As William grew up, it became clear that he too was a very different royal from his father. Since leaving university, he had neither shared his father’s interests nor offered to continue his charities. Specifically, he refused involvement in The Prince’s Trust.
After his own marriage, William chose to retreat with Kate to Norfolk, where they could preserve their privacy. They also preferred to spend Christmas with her parents rather than at Sandringham with the other royals.
The distance between Highgrove and Norfolk isolated the Prince from his grandchildren, and allowed Kate’s mother, Carole Middleton, to take charge.
Charles began to fear that he was being usurped by the Middletons, and several of the Queen’s courtiers picked up on this. As a consequence, they decided to ignore Carole Middleton on social occasions.
This so infuriated William that he consulted with his grandmother. To counter the hurtful snubs against Carole Middleton, the Queen then made a point of inviting a TV cameraman to film her driving the former air hostess around the Balmoral estate.
Meanwhile, Charles had decided, as neither of the boys showed any interest in classical music, he’d invite Kate to her first opera — Bellini’s La Sonnambula (The Sleepwalker) at Covent Garden.
It should have been a wonderful night out. As usual, Michael Fawcett had organised for dinner to be sent from Clarence House and served in the Royal Box during the interval on Charles’s personal china, using his personal silver cutlery.
Sadly, however, even the Prince had to admit the production was ‘awful’, and his hope that Kate might be converted to classical music was lost. Like William, she preferred Phantom Of The Opera. Once she’d married William, Charles grew worried that the public’s attention was switching to them.

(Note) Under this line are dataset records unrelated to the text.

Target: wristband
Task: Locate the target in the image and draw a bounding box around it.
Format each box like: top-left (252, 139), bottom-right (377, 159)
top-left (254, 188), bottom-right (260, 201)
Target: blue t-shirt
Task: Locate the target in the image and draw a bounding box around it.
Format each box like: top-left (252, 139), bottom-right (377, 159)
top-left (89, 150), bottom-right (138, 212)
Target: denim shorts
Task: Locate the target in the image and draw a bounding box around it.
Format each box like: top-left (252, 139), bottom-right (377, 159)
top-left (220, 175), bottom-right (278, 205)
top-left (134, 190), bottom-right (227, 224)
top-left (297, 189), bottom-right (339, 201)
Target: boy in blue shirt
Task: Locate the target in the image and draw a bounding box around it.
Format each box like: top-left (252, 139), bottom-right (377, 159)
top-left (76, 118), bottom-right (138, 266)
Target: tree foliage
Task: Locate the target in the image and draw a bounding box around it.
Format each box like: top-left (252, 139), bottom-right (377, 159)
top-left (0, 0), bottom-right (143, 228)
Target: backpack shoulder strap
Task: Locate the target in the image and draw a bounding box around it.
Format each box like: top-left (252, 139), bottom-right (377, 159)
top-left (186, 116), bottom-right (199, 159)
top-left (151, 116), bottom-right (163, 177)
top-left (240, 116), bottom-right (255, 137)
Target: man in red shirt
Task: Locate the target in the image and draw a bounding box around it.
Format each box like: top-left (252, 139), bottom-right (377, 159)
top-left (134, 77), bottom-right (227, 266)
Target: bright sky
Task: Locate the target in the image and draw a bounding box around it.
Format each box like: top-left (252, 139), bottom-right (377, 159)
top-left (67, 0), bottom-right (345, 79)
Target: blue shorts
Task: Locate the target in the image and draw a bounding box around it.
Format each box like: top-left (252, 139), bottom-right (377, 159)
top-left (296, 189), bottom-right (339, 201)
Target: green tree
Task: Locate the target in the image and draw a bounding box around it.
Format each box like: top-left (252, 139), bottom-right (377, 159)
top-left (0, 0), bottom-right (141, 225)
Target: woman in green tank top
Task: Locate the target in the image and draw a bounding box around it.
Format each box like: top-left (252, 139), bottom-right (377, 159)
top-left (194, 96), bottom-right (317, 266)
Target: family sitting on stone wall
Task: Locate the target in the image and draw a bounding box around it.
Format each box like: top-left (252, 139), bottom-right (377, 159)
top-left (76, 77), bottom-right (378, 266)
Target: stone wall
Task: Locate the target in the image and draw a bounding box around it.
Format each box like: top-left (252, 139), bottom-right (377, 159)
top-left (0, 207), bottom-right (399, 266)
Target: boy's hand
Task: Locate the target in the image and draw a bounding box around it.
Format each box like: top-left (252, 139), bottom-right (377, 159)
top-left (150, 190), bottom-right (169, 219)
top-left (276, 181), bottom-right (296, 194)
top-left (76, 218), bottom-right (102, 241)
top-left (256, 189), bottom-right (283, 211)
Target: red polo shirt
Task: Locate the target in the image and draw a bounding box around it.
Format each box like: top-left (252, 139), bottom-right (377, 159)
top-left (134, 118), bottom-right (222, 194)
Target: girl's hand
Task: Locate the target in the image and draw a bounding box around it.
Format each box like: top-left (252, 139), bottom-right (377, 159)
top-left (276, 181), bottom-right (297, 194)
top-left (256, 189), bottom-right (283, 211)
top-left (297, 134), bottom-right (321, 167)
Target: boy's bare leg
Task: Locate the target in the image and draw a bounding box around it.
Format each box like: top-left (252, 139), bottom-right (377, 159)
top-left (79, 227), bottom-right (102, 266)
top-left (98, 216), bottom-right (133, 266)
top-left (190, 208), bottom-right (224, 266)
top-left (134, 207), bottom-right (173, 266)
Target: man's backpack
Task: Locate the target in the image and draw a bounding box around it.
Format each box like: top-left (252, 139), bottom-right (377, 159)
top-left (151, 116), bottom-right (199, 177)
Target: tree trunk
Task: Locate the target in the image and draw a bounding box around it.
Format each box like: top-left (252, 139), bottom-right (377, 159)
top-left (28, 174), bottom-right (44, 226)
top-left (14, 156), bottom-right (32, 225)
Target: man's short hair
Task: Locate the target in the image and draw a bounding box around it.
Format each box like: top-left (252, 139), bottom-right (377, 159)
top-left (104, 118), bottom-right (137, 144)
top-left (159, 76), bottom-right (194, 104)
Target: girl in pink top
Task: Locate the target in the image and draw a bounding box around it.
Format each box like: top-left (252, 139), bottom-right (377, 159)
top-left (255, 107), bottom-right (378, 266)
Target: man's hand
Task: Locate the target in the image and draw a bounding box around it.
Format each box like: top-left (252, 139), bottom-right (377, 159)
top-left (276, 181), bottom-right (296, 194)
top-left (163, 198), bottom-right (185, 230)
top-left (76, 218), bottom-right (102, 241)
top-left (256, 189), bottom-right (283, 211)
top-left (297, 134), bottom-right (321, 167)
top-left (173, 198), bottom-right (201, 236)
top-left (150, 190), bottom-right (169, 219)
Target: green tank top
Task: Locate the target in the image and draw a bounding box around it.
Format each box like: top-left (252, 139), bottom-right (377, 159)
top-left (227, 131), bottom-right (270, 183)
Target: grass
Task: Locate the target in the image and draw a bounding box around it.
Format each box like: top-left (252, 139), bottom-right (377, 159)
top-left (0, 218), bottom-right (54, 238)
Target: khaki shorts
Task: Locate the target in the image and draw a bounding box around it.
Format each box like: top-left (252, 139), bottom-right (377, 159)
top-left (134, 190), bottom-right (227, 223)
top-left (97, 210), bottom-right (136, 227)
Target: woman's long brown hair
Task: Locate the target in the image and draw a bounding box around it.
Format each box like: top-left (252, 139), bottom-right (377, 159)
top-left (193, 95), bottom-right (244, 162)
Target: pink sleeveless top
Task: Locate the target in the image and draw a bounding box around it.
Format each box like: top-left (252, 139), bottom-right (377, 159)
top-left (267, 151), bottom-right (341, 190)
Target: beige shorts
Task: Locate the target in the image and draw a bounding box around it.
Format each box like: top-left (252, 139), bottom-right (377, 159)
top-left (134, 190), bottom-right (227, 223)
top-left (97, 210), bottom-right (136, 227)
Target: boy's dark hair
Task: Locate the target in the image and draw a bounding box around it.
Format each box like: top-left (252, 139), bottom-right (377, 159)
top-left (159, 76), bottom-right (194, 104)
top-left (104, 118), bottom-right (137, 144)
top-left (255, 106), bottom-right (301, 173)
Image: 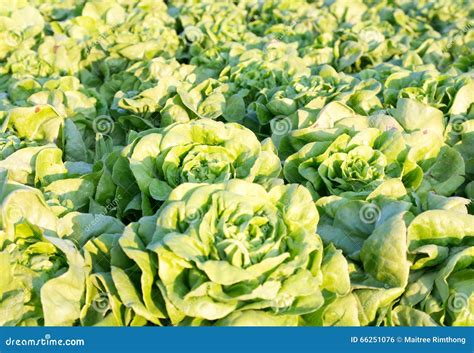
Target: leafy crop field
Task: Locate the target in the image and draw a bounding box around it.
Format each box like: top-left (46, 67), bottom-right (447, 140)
top-left (0, 0), bottom-right (474, 326)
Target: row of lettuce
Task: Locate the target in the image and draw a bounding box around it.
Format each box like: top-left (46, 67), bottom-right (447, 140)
top-left (0, 0), bottom-right (474, 326)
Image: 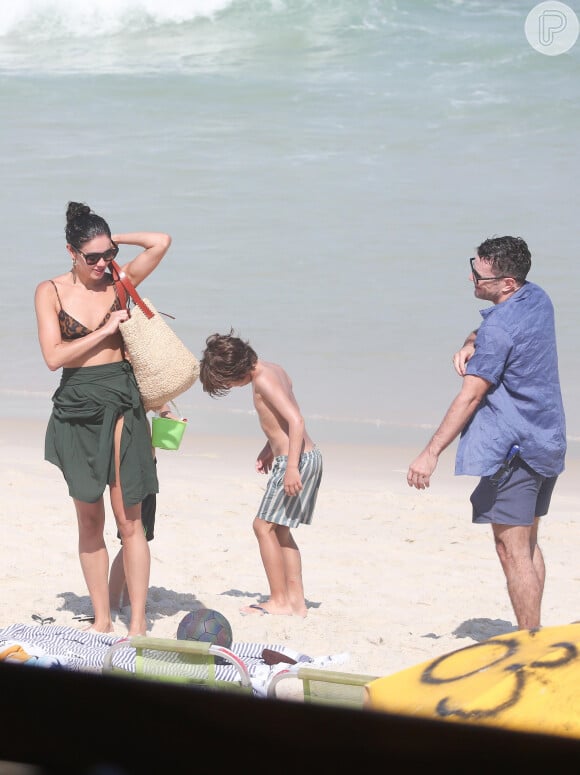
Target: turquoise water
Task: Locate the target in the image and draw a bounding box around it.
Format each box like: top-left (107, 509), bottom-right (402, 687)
top-left (0, 0), bottom-right (580, 452)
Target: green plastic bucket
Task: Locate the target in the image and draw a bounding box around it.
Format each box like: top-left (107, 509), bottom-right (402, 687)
top-left (151, 417), bottom-right (187, 449)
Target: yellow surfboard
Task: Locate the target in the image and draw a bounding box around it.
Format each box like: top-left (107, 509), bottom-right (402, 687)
top-left (366, 622), bottom-right (580, 738)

To his disappointment, the Canadian government had asked for his proposed tour of the country to be delayed, so that his son and new daughter-in-law could visit first.
For her part, Camilla was unconcerned about Kate taking the limelight.
‘She didn’t give a damn,’ noted Robert Higdon, the chief executive of Charles’s charity foundation in America. ‘[But] Charles saw Kate and William as the new stars and feared he’d be in trouble.’
Camilla also dismissed the presumption that Kate would be the first commoner Queen.
‘That’ll be me,’ she’d say with a laugh.